Neural Network Based Iterative Learning Control for Dynamic Hysteresis and Uncertainties in Magnetic Shape Memory Alloy Actuator

Magnetic shape memory alloy-based actuator (MSMA-BA) is constructed based on the strain mechanism of MSMA material and the magnetic effect of electric current. It can generate macroscopic deformation with micro-nano scale resolution. However, the rate-dependent and load-dependent hysteresis characteristics in MSMA-BA will reduce the positioning accuracy and hinder its applications. In this study, a long short-term memory (LSTM)-based U model with exogenous inputs is proposed to describe the complex dynamic hysteresis characteristics. Then, an LSTM-based iterative learning control (ILC) scheme is proposed to realize the reference trajectory tracking control of the MSMA-BA. Additionally, a dynamic expansion compression factor (DECF) is introduced in the controller to accelerate the convergence speed of system.
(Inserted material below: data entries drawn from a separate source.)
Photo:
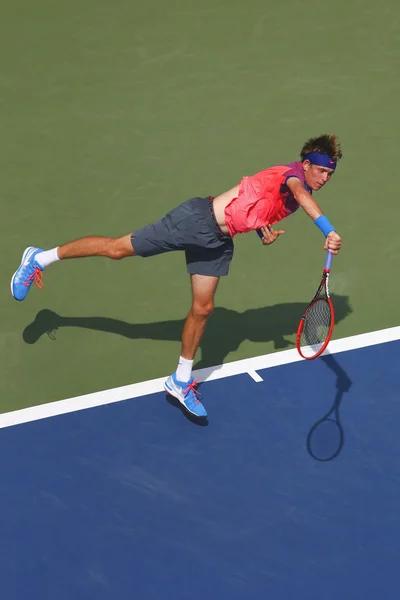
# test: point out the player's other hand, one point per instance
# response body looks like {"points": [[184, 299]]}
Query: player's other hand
{"points": [[270, 234], [333, 242]]}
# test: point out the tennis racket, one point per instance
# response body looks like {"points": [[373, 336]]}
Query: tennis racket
{"points": [[316, 325]]}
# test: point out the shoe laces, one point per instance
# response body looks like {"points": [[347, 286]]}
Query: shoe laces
{"points": [[191, 387], [36, 278]]}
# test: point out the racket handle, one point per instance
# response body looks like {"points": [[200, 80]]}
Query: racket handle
{"points": [[328, 261]]}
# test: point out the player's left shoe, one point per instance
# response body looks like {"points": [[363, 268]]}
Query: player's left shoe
{"points": [[27, 273], [186, 393]]}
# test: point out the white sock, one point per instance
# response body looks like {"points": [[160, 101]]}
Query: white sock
{"points": [[184, 370], [47, 257]]}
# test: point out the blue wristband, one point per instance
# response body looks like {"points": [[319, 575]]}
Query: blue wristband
{"points": [[324, 225]]}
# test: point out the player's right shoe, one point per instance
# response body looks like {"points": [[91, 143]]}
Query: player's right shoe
{"points": [[186, 393], [27, 273]]}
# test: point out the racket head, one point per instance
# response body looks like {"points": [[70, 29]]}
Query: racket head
{"points": [[315, 328]]}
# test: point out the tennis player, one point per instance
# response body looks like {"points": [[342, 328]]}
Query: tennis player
{"points": [[204, 228]]}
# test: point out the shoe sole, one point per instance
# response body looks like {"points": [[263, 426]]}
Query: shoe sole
{"points": [[172, 393], [13, 277]]}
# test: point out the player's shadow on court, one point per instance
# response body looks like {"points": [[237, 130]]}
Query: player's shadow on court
{"points": [[224, 333], [325, 439]]}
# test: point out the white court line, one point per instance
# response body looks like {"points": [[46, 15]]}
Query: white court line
{"points": [[248, 365]]}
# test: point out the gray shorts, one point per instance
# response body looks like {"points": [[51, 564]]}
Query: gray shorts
{"points": [[191, 227]]}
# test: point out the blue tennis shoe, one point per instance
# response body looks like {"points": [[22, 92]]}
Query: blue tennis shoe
{"points": [[186, 393], [27, 273]]}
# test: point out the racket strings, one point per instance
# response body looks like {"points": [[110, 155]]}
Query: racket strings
{"points": [[317, 324]]}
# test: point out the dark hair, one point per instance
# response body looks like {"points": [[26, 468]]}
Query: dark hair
{"points": [[323, 144]]}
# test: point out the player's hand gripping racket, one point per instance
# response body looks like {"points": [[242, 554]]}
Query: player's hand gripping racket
{"points": [[316, 325]]}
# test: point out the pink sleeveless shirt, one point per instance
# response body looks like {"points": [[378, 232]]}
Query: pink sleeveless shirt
{"points": [[263, 198]]}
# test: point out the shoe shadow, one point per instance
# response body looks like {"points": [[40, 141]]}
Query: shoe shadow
{"points": [[225, 331]]}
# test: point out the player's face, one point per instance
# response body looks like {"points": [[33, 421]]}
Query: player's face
{"points": [[316, 177]]}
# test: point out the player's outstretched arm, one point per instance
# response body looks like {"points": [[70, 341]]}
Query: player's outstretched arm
{"points": [[333, 241]]}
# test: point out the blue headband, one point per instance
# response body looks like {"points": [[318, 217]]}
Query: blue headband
{"points": [[322, 160]]}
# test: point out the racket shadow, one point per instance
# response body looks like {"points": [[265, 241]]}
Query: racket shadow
{"points": [[325, 439]]}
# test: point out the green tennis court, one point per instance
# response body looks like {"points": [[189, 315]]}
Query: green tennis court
{"points": [[111, 114]]}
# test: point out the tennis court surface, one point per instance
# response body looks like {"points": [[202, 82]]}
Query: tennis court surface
{"points": [[133, 498]]}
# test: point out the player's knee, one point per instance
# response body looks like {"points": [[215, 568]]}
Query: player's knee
{"points": [[203, 309], [117, 249]]}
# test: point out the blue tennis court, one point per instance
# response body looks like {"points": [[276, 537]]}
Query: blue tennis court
{"points": [[134, 499]]}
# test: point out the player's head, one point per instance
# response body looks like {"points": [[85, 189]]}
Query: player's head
{"points": [[320, 156]]}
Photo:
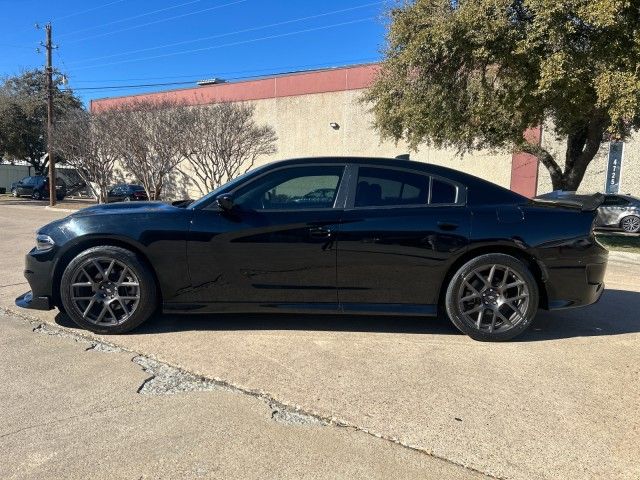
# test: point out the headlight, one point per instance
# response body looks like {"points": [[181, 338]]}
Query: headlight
{"points": [[44, 243]]}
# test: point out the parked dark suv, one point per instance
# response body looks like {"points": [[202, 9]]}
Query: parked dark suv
{"points": [[126, 192], [37, 187]]}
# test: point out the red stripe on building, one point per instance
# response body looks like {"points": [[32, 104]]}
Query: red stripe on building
{"points": [[305, 83]]}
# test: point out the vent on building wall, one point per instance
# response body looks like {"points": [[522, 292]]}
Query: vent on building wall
{"points": [[211, 81]]}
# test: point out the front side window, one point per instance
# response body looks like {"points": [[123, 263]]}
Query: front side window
{"points": [[294, 188]]}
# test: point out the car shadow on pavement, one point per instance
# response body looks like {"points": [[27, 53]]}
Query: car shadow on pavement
{"points": [[617, 313]]}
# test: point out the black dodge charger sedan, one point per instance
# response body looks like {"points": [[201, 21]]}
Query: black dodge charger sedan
{"points": [[386, 236]]}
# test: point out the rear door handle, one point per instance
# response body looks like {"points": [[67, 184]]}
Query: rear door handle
{"points": [[319, 232], [447, 226]]}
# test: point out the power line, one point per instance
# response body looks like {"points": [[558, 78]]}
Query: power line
{"points": [[253, 29], [156, 21], [242, 42], [87, 10], [128, 18]]}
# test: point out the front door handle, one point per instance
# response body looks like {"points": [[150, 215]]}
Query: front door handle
{"points": [[447, 226], [319, 232]]}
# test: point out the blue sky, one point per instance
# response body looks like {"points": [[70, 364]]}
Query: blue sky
{"points": [[117, 43]]}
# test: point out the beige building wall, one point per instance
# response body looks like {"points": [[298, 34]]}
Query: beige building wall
{"points": [[595, 176], [302, 124]]}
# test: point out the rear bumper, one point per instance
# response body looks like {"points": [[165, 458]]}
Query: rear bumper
{"points": [[569, 287]]}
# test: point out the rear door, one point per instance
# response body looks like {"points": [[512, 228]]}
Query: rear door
{"points": [[398, 236]]}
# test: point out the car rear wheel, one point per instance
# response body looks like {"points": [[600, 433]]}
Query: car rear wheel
{"points": [[108, 290], [493, 297], [630, 224]]}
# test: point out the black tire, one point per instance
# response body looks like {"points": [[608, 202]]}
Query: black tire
{"points": [[469, 293], [630, 224], [146, 289]]}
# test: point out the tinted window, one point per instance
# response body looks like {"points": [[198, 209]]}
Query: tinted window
{"points": [[386, 187], [292, 189], [443, 192]]}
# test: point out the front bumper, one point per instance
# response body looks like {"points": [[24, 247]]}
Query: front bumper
{"points": [[27, 300], [39, 273]]}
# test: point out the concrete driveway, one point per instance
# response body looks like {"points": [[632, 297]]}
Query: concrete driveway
{"points": [[561, 402]]}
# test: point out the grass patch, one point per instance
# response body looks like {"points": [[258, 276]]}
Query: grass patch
{"points": [[620, 242]]}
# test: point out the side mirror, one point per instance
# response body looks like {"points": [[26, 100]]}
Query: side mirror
{"points": [[225, 202]]}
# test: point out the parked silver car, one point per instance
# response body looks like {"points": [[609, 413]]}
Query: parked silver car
{"points": [[620, 212]]}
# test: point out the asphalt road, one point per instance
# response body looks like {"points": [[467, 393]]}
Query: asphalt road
{"points": [[563, 401]]}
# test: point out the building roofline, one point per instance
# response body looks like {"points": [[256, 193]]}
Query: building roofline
{"points": [[305, 82]]}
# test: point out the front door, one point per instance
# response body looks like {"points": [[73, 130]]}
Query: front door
{"points": [[397, 240], [275, 248]]}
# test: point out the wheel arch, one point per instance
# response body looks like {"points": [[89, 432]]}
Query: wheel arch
{"points": [[90, 242], [526, 258]]}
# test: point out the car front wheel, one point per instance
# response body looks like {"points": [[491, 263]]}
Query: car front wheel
{"points": [[493, 297], [630, 224], [108, 290]]}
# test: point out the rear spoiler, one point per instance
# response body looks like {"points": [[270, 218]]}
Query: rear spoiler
{"points": [[586, 203], [592, 202]]}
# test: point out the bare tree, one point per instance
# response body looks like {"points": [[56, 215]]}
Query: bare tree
{"points": [[84, 140], [153, 140], [225, 142]]}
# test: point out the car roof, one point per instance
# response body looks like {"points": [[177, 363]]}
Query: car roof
{"points": [[382, 162]]}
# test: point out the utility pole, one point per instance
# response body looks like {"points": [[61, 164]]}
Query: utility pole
{"points": [[52, 163]]}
The convergence of the proposed LSTM-based ILC scheme is analyzed with the consideration of state uncertainty, output disturbance, and the initial state error. It will promote the further applications of ILC in practical situations. Experiments are carried out on MSMA-BA to validate the effectiveness of the proposed method. The experimental results indicate that the proposed modeling and control methods exhibit excellent performance.